Nixonland
Give the election one more week, and the nation would have been spared President Nixon. And then what?
American would have left the Vietnam War sooner, which I guess would have thrown Humphrey one historical advantage, and then he would have been defeated in 1972. By California Governor Ronald Reagan.
A more straight-forward and less messy political re-alignment, I suppose.
Regarding Richard Nixon’s “Southern Strategy”, I never quite realized how much of a necessity it was moreso than an opportunity Goldwater’s defeat had structually changed the Republican party, in its delegate count to the next convention, apportioned by how well the party did in the previous election — when Goldwater winning those four deep South states and his home state and nowhere else. Meaning Nixon had to woo the new king-maker, Strom Thurmond, going into his election.

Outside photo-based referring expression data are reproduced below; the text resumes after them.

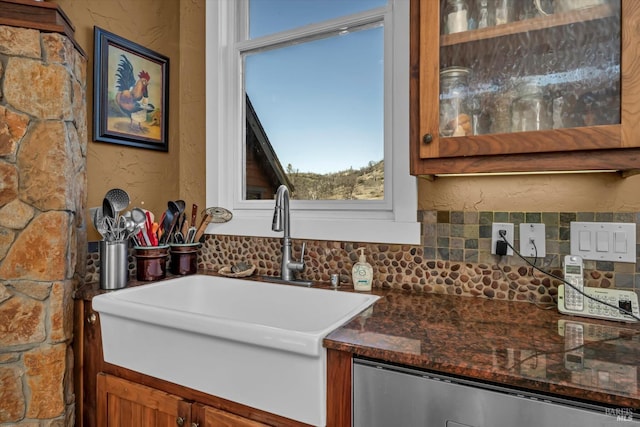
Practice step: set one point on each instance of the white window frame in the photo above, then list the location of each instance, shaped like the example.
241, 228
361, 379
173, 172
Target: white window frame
393, 220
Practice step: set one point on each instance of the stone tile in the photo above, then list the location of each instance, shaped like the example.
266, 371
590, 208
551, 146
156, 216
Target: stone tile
45, 369
11, 394
40, 251
45, 95
22, 321
20, 42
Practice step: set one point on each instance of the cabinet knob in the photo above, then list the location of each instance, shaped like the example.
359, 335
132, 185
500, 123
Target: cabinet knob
92, 318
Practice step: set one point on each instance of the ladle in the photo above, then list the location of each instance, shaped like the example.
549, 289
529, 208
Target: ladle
118, 198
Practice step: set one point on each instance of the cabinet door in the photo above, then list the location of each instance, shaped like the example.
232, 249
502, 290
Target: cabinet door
207, 416
585, 64
124, 403
88, 361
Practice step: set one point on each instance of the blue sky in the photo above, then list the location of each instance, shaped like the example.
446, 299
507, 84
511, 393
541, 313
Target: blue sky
321, 103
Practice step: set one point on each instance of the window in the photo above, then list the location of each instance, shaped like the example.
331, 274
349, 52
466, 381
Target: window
391, 218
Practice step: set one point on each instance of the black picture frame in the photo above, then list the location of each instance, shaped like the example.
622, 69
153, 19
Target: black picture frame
130, 93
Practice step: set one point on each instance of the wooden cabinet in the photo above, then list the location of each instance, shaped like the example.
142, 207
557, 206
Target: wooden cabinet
125, 403
88, 361
593, 104
207, 416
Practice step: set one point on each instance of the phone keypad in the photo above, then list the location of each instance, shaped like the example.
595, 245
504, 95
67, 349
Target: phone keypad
574, 300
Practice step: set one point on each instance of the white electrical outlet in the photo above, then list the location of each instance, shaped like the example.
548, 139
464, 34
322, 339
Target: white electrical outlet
495, 235
532, 240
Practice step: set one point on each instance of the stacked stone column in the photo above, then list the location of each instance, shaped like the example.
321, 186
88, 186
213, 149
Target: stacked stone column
43, 144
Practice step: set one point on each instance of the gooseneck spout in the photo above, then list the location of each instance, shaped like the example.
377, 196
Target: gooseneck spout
281, 220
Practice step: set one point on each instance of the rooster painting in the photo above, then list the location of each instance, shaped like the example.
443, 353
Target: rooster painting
132, 98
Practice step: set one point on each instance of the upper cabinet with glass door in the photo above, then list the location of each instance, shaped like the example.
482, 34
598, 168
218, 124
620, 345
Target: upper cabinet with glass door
524, 85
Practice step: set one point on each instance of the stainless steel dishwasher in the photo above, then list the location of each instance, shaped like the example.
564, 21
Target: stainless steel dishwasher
392, 396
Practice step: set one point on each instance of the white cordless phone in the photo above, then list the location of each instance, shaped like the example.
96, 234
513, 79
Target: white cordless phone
601, 303
573, 274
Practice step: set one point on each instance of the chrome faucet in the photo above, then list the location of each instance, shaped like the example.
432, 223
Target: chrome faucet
281, 220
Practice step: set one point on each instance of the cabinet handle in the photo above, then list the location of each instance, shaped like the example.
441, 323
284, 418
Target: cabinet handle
92, 318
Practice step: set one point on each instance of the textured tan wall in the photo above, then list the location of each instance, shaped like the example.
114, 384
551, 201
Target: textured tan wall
175, 29
597, 192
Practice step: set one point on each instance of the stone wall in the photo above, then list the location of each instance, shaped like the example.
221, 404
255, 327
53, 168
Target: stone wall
43, 142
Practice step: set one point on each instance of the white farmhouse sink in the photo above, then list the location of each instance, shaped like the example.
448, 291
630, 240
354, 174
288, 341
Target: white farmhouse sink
259, 344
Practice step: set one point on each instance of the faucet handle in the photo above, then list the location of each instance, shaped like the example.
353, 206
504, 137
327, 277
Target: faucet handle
304, 245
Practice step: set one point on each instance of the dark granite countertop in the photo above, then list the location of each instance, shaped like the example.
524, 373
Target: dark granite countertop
515, 344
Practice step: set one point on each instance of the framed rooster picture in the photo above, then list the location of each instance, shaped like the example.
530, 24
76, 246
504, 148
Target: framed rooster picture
131, 93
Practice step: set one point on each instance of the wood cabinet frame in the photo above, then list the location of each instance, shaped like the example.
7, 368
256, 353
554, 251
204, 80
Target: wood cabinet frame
609, 147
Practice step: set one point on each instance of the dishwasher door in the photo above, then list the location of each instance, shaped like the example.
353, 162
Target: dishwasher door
385, 396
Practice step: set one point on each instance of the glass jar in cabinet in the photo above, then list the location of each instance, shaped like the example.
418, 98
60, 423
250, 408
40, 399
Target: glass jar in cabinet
456, 16
454, 92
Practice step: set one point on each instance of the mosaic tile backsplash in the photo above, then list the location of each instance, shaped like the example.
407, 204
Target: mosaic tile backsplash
454, 258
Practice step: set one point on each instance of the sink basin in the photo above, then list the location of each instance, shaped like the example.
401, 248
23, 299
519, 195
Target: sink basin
259, 344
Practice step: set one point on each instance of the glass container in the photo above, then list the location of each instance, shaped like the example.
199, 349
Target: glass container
529, 110
454, 90
456, 16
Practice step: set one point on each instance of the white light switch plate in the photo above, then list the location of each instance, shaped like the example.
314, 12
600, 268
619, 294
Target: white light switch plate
532, 240
604, 241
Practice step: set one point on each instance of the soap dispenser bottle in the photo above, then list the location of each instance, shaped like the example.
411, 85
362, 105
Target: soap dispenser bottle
362, 273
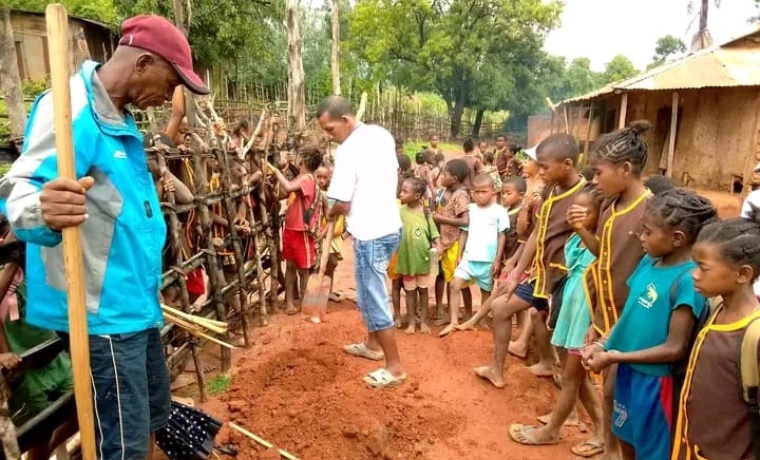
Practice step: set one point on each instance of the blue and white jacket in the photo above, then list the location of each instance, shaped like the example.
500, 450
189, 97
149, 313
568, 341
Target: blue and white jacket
124, 235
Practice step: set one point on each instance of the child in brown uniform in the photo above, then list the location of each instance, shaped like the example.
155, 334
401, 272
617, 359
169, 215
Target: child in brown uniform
713, 418
617, 160
556, 156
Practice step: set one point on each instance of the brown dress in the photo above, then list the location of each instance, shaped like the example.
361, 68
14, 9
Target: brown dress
713, 419
553, 232
620, 252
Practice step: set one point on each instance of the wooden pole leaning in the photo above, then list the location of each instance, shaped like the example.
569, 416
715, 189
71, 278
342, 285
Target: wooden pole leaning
57, 21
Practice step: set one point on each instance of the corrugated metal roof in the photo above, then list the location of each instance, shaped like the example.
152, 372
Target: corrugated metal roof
719, 66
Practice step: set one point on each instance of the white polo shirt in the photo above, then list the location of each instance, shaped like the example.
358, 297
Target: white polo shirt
366, 175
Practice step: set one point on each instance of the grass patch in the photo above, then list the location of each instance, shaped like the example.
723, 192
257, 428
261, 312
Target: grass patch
219, 384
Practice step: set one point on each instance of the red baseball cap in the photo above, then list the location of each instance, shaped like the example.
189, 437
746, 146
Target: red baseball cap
159, 36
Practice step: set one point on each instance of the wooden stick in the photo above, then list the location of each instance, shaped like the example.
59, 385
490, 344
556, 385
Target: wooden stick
263, 442
58, 40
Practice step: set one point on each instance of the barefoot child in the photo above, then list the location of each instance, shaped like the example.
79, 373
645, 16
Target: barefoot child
714, 420
481, 248
556, 156
656, 325
569, 333
418, 235
450, 216
299, 249
617, 160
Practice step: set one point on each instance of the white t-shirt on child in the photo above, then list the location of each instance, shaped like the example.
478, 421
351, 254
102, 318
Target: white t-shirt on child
486, 224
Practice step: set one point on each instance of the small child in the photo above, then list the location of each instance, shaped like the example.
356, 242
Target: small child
323, 175
451, 216
418, 235
481, 248
299, 249
714, 420
656, 325
573, 321
490, 169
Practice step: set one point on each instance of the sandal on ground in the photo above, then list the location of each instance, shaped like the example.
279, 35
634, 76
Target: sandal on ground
588, 449
521, 434
381, 378
360, 350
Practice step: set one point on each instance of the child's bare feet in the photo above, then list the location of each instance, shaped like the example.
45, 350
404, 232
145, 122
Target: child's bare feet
518, 350
487, 373
541, 370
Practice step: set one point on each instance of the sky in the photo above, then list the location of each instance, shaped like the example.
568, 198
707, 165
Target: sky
601, 29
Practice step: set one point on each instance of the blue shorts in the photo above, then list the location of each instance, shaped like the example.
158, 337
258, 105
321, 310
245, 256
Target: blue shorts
371, 259
479, 272
524, 292
642, 415
131, 392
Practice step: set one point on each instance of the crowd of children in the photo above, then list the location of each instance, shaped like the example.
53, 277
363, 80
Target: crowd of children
613, 275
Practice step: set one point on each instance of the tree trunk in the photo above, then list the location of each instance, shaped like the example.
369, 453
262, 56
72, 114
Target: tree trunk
335, 58
10, 80
478, 122
296, 86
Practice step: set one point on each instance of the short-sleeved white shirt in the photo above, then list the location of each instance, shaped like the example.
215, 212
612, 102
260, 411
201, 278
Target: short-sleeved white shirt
366, 175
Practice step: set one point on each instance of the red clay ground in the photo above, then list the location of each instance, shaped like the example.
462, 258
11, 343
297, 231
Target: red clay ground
297, 389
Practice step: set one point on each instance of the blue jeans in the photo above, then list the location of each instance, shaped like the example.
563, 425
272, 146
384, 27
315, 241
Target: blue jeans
371, 259
131, 392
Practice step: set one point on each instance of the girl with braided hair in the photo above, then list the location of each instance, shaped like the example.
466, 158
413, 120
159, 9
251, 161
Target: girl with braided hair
713, 418
617, 160
655, 328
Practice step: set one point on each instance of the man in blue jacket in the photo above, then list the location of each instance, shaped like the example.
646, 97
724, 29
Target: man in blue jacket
115, 204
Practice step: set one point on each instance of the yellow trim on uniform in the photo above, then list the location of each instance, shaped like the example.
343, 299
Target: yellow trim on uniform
543, 223
682, 423
605, 287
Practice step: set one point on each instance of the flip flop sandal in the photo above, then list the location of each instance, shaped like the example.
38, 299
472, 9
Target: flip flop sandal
381, 378
360, 350
588, 449
521, 434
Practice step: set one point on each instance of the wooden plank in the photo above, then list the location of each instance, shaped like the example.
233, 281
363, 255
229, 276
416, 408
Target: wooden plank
673, 134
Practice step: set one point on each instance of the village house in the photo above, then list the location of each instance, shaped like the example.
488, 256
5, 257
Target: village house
89, 40
703, 108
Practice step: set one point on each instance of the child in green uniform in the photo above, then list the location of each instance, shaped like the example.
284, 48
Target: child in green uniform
37, 388
417, 235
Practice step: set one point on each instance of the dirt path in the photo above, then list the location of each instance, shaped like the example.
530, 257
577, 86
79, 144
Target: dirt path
298, 389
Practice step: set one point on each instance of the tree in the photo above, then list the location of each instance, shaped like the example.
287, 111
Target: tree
619, 68
10, 81
465, 50
702, 38
666, 46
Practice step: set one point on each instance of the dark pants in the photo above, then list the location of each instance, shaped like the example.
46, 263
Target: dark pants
131, 392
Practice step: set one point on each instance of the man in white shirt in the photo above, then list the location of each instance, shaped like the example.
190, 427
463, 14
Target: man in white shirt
363, 187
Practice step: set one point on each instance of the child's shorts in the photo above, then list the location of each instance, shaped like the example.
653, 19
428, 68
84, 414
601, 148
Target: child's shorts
524, 292
642, 414
449, 262
479, 272
412, 282
299, 248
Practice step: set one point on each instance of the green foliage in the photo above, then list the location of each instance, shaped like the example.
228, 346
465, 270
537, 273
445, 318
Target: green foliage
666, 47
219, 384
473, 53
619, 68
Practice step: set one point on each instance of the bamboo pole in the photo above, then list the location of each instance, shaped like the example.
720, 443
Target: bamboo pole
57, 21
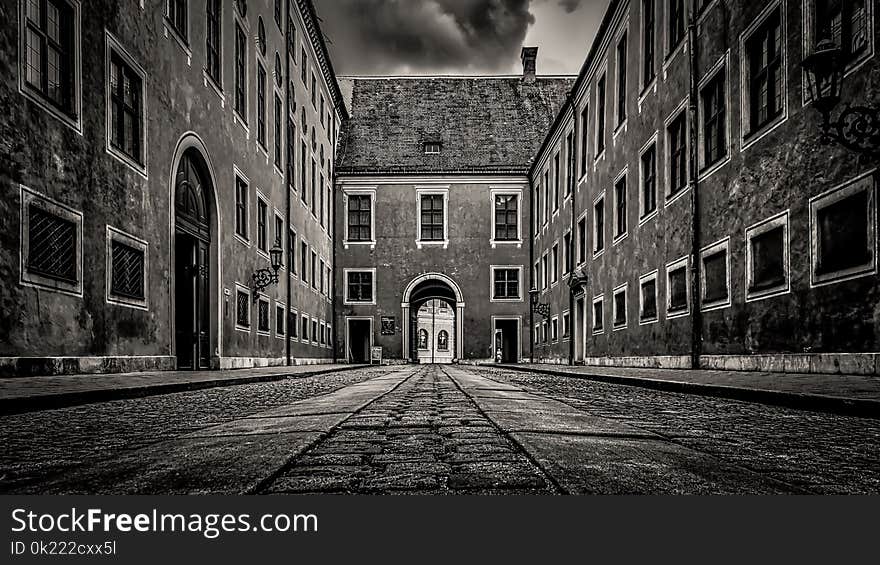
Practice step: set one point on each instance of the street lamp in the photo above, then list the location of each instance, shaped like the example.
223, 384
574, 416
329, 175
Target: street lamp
858, 127
263, 278
537, 306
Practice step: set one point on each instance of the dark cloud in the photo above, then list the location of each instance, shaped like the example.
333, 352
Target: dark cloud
570, 5
428, 36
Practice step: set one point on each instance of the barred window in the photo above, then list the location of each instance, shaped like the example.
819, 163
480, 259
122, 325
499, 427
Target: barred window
506, 284
360, 218
52, 245
432, 218
242, 309
127, 271
49, 52
126, 108
263, 316
507, 217
360, 286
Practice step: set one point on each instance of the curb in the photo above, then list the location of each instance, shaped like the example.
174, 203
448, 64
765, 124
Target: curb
862, 408
10, 406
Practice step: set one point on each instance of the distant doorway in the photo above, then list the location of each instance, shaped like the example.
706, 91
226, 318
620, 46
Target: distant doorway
507, 339
358, 340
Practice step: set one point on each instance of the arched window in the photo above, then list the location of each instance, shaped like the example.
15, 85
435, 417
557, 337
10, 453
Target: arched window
443, 341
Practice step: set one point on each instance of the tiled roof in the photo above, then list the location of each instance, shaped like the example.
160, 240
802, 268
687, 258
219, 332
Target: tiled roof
486, 124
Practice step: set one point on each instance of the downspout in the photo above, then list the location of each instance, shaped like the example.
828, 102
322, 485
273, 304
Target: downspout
693, 103
572, 182
287, 180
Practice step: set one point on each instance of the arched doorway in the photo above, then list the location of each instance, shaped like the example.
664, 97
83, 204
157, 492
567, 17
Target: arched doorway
426, 300
193, 271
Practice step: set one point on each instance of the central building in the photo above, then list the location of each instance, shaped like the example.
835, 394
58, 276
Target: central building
432, 198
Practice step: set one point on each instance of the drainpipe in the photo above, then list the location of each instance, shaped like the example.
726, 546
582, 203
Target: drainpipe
531, 266
287, 180
572, 183
694, 177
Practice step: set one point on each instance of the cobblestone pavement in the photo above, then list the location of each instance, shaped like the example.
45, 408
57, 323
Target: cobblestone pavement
817, 452
424, 437
38, 445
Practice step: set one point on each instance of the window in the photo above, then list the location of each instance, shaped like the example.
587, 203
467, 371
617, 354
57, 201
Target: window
648, 299
714, 110
582, 241
262, 225
242, 309
619, 306
506, 283
212, 40
240, 73
360, 217
676, 23
126, 109
50, 36
279, 320
677, 134
766, 89
432, 217
127, 270
847, 23
261, 105
241, 206
599, 225
279, 135
177, 16
304, 260
620, 208
621, 80
677, 299
506, 217
649, 32
843, 228
600, 117
649, 180
432, 147
598, 315
716, 275
767, 258
585, 134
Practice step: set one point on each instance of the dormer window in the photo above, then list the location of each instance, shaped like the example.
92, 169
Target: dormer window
432, 147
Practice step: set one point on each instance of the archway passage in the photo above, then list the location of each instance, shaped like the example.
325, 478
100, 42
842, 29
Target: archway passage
192, 272
433, 309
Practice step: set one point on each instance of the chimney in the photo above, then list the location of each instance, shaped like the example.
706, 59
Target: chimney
529, 58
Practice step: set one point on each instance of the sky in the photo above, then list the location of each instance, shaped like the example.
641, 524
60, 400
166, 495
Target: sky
457, 37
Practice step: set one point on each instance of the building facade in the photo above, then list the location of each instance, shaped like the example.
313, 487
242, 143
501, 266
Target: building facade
154, 154
777, 269
433, 192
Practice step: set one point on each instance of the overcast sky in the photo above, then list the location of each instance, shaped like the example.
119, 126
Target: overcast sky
410, 37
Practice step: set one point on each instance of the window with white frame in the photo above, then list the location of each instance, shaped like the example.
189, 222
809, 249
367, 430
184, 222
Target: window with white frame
677, 289
648, 311
360, 286
619, 307
843, 227
49, 65
51, 244
767, 258
127, 269
716, 275
506, 283
598, 315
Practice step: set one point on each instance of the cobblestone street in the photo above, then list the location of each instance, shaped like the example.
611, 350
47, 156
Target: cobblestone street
436, 430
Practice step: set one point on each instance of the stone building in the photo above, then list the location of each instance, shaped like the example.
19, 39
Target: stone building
777, 269
152, 156
432, 177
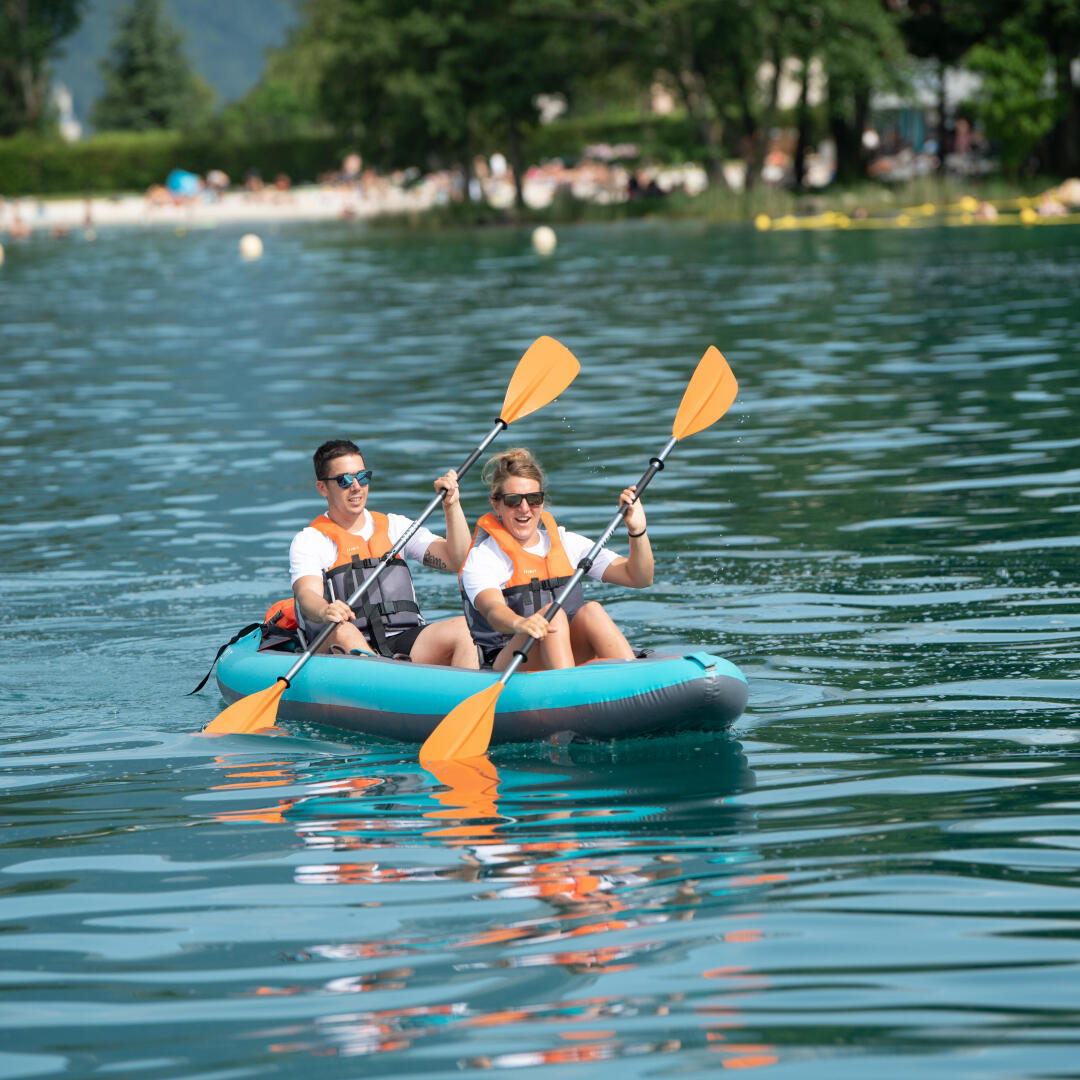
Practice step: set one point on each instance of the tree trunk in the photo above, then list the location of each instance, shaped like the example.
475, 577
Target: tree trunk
844, 104
801, 144
942, 106
696, 110
691, 85
769, 120
517, 164
1065, 139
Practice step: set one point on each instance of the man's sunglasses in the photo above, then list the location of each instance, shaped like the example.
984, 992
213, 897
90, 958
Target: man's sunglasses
347, 480
514, 499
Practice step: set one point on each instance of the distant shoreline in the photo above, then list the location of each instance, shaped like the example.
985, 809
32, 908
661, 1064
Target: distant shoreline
28, 215
427, 205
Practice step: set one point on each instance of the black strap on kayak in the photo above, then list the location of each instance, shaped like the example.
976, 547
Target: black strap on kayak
232, 640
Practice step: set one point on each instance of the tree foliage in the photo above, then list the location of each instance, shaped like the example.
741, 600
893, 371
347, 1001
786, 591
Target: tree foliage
30, 34
1014, 102
435, 81
149, 81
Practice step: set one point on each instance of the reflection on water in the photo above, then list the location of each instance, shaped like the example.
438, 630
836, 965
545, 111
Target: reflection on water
875, 873
581, 866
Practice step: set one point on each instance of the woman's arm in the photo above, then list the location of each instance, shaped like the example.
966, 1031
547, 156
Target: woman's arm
491, 606
634, 571
450, 553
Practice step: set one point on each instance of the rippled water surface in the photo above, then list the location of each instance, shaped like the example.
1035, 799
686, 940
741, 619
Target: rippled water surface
874, 874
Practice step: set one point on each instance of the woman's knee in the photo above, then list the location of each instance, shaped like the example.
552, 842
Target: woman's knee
591, 612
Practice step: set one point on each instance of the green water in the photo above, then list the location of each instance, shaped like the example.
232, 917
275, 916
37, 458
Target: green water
875, 873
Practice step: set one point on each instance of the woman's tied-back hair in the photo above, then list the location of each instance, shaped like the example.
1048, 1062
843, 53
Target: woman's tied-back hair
516, 461
329, 450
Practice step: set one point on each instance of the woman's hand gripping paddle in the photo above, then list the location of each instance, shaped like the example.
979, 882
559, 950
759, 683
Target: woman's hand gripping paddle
466, 731
542, 374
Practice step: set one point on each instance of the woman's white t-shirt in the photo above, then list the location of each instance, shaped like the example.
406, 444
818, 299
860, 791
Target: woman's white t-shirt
488, 566
312, 552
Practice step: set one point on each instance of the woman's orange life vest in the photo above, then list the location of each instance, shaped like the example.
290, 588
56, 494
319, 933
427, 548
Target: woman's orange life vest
532, 584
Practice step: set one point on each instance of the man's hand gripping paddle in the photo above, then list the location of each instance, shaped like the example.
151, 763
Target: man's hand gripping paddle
467, 730
542, 374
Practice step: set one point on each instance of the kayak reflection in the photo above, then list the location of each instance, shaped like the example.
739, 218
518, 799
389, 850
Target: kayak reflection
555, 868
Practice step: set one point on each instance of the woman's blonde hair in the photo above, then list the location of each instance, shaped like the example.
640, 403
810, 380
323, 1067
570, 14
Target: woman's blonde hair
516, 461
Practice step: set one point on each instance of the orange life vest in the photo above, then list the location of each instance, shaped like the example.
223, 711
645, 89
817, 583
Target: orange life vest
532, 584
390, 604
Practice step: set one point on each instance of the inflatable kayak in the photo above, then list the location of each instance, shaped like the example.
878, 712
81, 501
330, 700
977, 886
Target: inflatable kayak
404, 701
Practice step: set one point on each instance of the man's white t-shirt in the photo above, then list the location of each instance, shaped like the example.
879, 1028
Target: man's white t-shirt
312, 552
488, 566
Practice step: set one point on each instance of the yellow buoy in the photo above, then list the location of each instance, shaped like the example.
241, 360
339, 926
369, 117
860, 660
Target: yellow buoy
251, 246
543, 240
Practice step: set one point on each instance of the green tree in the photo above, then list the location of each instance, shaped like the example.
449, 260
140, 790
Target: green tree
30, 35
1057, 24
1014, 103
429, 82
149, 81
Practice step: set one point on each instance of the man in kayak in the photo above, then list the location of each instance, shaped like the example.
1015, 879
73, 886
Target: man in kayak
521, 558
339, 549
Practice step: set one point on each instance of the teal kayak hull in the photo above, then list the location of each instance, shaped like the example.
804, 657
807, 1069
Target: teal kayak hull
393, 699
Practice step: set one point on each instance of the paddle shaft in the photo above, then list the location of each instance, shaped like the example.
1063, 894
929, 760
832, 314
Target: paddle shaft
586, 561
500, 426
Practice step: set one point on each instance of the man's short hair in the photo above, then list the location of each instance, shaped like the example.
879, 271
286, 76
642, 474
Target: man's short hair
331, 449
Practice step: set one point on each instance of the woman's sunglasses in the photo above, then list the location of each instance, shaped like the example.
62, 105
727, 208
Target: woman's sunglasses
514, 499
347, 480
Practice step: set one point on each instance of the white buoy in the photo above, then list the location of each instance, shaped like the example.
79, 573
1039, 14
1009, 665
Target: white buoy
543, 240
251, 246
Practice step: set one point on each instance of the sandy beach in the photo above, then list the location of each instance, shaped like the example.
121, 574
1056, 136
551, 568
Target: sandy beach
21, 217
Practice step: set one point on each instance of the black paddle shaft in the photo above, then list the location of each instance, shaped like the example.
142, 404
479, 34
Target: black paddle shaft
586, 561
500, 426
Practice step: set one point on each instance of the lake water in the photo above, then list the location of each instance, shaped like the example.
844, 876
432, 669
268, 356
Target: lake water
876, 873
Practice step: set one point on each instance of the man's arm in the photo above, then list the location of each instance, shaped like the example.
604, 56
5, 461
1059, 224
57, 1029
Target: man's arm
312, 604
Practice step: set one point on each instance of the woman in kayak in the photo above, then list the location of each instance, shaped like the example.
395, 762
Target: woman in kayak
520, 559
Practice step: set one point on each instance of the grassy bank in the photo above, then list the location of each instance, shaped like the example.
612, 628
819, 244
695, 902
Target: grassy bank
865, 199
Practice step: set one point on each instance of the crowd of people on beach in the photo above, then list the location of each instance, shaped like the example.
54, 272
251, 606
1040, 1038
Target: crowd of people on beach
604, 174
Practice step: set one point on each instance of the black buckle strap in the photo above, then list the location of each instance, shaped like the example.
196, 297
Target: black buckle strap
232, 640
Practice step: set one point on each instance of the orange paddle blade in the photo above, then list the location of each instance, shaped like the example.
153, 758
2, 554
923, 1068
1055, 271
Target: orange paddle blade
542, 374
253, 713
466, 730
710, 394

Our national Consensus unravelled under Johnson, moving beyond the congragulatory half-measures on civil rights under Eisenhower, and with Vietnam the fundamentals of Cold War thinking came to a head. What might be said about the ensuing Apocalypse is that we’re always mired in it and always have been. The pop cultural signposts represented by the three books atop the best-selling list in 1971 (The Population Bomb, Beyond Freedom and Dignity, The Late Great Planet Earth) is always available to crack our cultural psyches — that remains remarkably unchanged. Rick Perlstein knows this well enough — his next book taking off with Patty Hearst — and our rampant cultural paranoia of 1976 through 1986 is covered in similarly apocalyptic terms with this book.